This notebook will implement the CF duration measurement for whole audio recordings. Our individual call analysis showed a decreased mean CF duration. However, we can't rule out whether this decrease is coming from a methodological bias or a real effect in the data. The methodological bias is that perhaps we see a decreased CF duration because shorted calls are less  likely to be overlapped, and thus picked up more often by the individual call analysis (the individual call analysis used non-overlapping calls). 

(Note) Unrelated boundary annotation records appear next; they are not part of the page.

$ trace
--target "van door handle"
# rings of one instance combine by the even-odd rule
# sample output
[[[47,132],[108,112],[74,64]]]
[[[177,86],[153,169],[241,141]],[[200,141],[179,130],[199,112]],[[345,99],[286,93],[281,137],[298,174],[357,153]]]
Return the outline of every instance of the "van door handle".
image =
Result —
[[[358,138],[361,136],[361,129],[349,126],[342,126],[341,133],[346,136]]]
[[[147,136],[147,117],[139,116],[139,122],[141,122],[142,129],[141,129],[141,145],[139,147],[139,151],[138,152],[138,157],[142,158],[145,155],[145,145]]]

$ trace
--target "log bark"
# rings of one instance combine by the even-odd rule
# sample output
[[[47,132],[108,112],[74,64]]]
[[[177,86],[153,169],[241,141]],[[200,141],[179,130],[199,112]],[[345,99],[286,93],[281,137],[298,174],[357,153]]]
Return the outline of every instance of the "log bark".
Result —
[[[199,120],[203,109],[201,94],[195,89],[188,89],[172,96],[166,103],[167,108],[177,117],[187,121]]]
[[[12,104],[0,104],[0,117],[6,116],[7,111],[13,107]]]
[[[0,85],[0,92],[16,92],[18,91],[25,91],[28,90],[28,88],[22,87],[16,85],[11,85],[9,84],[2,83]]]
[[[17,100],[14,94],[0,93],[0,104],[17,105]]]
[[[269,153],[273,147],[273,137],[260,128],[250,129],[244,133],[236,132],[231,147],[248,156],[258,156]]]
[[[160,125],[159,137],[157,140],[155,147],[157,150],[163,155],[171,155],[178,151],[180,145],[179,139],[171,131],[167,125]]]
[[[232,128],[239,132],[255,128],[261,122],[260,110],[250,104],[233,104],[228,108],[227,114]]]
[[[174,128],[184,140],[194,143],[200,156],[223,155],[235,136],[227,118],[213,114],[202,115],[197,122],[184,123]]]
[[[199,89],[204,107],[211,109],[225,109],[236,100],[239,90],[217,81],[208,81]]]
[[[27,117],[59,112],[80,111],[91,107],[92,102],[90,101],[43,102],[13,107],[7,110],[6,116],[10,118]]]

The current analysis will overcome the problem of choosing non-overlapping calls by specifically choosing CF poritions of multiple calls in a recording. Even in multi-bat calls, the idea is to choose only calls from one bat, as distinguished by each bat's CF range. The identity of the bat is easily told by looking at a spectrogram. 

### The pipeline:

1. Load audio signal X. Generate moving average/hilbert envelope of signal 
1. Select the loudest 500 ms window in the audio. If the audio is <= 500ms, then choose the entire audio. 
1. Compute spectrum, and choose the peak frequency $\pm$ 1.5 kHz as the band of interest. 
1. Generate the time-frequency representation (TFR) of the audio (spectrogram, PWVD)
1. Select all portions of the TFR that are within the band of interest and increase above a particular threshold. These
    are the CF segments of calls.
1. Manually inspect the plausibility of the CF segments by plotting over a spectrogram of the audio (and remove wrong/poor detections)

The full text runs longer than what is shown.